/fippy

Feature Importance with Python

Primary LanguagePythonMIT LicenseMIT

fippy: Feature Importance in Python 🐬

Functionality

In this library we offer an implementation of various feature importance techniques including

  • Permutation Feature Importance (PFI)
  • Conditional Feature Importance (CFI)
  • Relative Feature Importance (RFI)
  • marginal and conditional SAGE

For the conditional-sampling-based techniques, the package includes a range of different samplers.

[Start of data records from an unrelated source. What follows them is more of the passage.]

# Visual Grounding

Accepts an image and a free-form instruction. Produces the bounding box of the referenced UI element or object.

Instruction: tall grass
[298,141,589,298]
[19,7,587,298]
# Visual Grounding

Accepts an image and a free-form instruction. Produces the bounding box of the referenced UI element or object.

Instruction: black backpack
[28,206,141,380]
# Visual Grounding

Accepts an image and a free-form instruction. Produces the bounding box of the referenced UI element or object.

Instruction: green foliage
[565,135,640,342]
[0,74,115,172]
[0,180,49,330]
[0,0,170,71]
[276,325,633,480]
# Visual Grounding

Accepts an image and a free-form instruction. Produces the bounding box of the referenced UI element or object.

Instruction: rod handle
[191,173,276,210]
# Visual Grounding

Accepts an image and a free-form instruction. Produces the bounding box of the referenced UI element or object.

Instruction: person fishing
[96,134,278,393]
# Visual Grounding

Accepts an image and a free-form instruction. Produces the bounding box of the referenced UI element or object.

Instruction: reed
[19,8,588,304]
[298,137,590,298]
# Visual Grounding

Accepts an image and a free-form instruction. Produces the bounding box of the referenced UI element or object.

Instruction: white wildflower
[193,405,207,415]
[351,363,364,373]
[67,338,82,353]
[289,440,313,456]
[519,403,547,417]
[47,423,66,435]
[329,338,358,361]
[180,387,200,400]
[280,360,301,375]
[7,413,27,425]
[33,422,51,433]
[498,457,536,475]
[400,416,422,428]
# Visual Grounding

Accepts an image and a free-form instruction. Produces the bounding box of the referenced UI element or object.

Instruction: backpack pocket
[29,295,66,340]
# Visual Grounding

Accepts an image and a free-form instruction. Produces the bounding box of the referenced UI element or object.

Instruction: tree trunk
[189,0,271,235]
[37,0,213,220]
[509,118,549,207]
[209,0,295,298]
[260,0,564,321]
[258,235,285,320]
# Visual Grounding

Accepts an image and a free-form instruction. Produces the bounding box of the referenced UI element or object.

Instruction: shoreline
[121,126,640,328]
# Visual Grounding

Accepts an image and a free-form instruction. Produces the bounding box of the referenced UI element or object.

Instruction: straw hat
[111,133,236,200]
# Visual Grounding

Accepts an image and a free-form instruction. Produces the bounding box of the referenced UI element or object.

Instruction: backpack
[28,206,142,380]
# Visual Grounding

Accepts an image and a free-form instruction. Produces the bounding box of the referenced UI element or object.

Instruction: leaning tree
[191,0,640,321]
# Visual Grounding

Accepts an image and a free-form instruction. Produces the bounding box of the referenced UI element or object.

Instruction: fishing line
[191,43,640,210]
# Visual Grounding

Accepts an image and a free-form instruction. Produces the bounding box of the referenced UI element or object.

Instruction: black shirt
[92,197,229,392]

  • Random forest based categorical sampling (univariate)
  • Random forest based continuous sampling (univariate)
  • Sequential samplers that allow to combine univariate samplers for sampling from multivariate conditional densities
  • Gaussian samplers (both univariate and multivariate conditional densities)
  • Mixtures of Gaussians
  • Conditional Normalizing Flows

Installation

The package assumes a current version of python, i.e. >= 3.9.7. Create a virtual environment and manually install the following dependencies: torch (following the installation instructions on the pytorch website), ray including tuning functionality (e.g. pip install -U "ray[tune]"), scikit-learn (following the instructions on their website). Then you can install the rfi package using pip install -e [path-to-fippy-folder].

Usage

import pandas as pd
import seaborn as sns
import numpy as np
import matplotlib.pyplot as plt
from sklearn.ensemble import RandomForestRegressor
from sklearn.model_selection import train_test_split
from sklearn.pipeline import make_pipeline
from sklearn.metrics import mean_squared_error
import category_encoders as ce
import logging

logging.basicConfig(level=logging.INFO)

# import logging
# logging.basicConfig(level=logging.INFO)

## to specify by user
savepath = '~/Downloads/'

## load and prepare data
sns.get_dataset_names()
df = sns.load_dataset('mpg')
df.dtypes
df.drop('name', axis=1, inplace=True)
if df.isna().any().any():
    df.dropna(inplace=True)

X, y = df.drop('mpg', axis=1), df['mpg']
X_train, X_test, y_train, y_test = train_test_split(X, y, test_size=0.2, random_state=42)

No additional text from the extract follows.